Go see The King and I for the exquisitely staged and performed “Shall We Dance” that will bring tears to the eyes of even the most hardened critics. See The King and I for Ruthie Ann Miles’s heartbreaking portrayal of Lady Thiang—(and I was a tough critic here—I was, after all,  pulling for Sydney Lucas to win the Tony Award for supporting actress in a musical) but damn, Ruthie Ann Miles, DAMN. This girl found a dimensionality to a character I didn’t know existed and that voice-that voice will give you chills. 

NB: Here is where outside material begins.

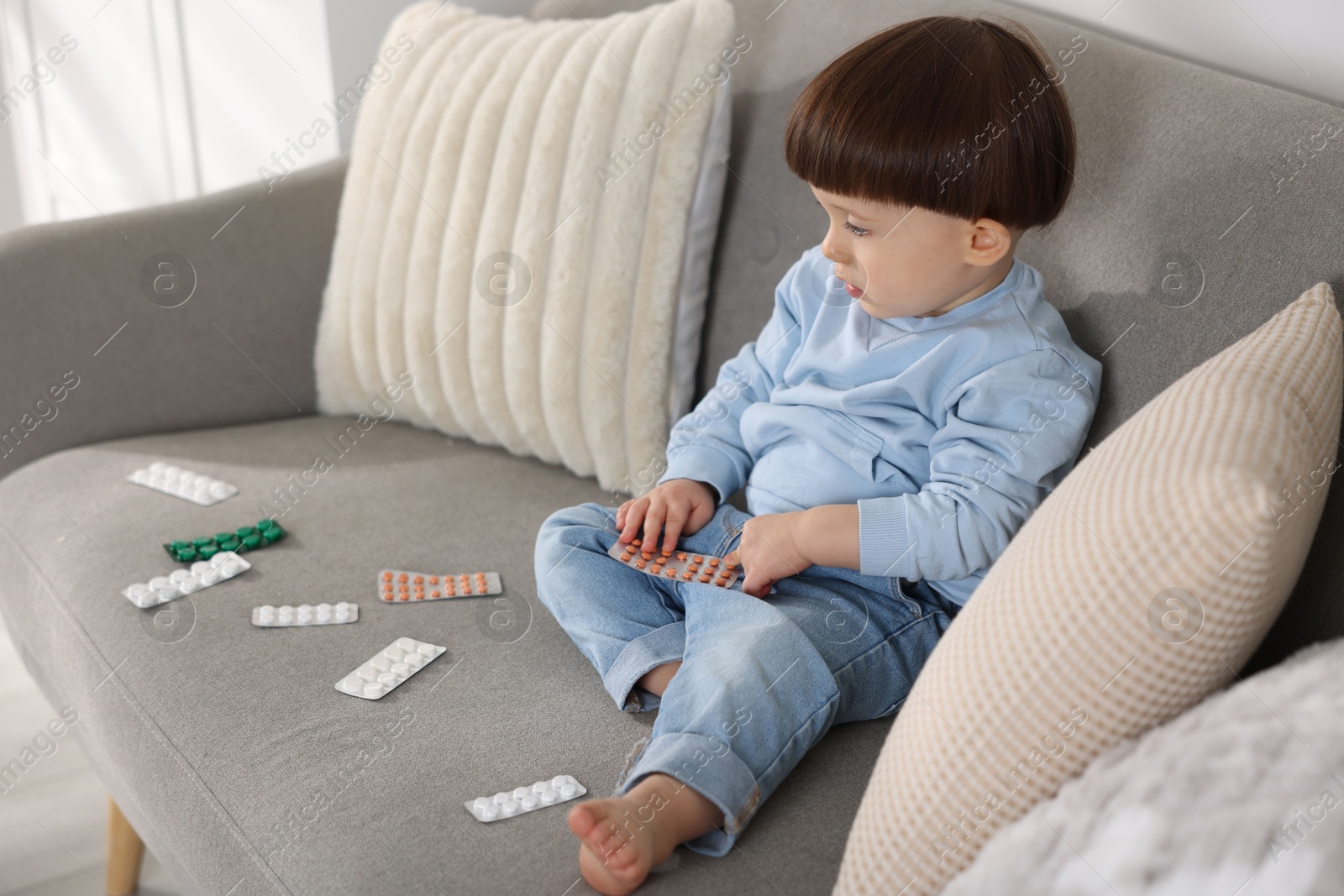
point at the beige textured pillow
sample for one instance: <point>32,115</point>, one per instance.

See The King and I for the new king, Hoon Lee, who made me snort in a disgustingly undesirable way with his subtle humor and comedic portrayal of the character of the King of Siam. Go see The King and I for the ridiculously adorable children who knew how to stop the show and trigger an ache in my ovaries with their cuteness but also how to shut the heck up and be part of the brilliant and meticulous staging. (Looking at you, Buncha Crunch, looking at you!)  Get to Lincoln Center to see The King and I for the smart dialogue that is more than space filler between songs and is brilliantly acted by a triple threat cast. 

Finally, go see The King and I to support the brave director who didn’t stoop to fireworks and helicopters and flying carpets onstage to hold up a story but let an immense empty stage and a cast of 1,489 people be the set, story and storytellers in a simple and breathtaking way.  

Finally: A RAVE

I’ve never seen Kelli O’Hara onstage. I’ve heard of her, listened to her beautiful singing voice and know how well respected and loved she is in the community but dear God, after seeing her onstage, I’m on the O’Hara bandwagon big time.

Here’s why. I’ve seen a number of shows on Broadway that need to close. That have been running too long, that feel rote and mechanical and phoned in. I’ve no doubt that eight performances a week multiplied by seven months to a year to two years to three years to Chicago will tire an actor endlessly, but here’s the thing—it’s an actor’s job not to appear tired. It’s your job to convince the audience that this is the very first time you’re telling this story and they’re the very first audience to be privy to this piece of work and that is the beauty of live theatre and that is the privilege you have as a working actor. That is a privilege that millions of other people would like to have SO HONOR THAT. Kelli O’Hara is a beautiful example of this. She performed for this audience of a less than a desirable number as if it was opening night.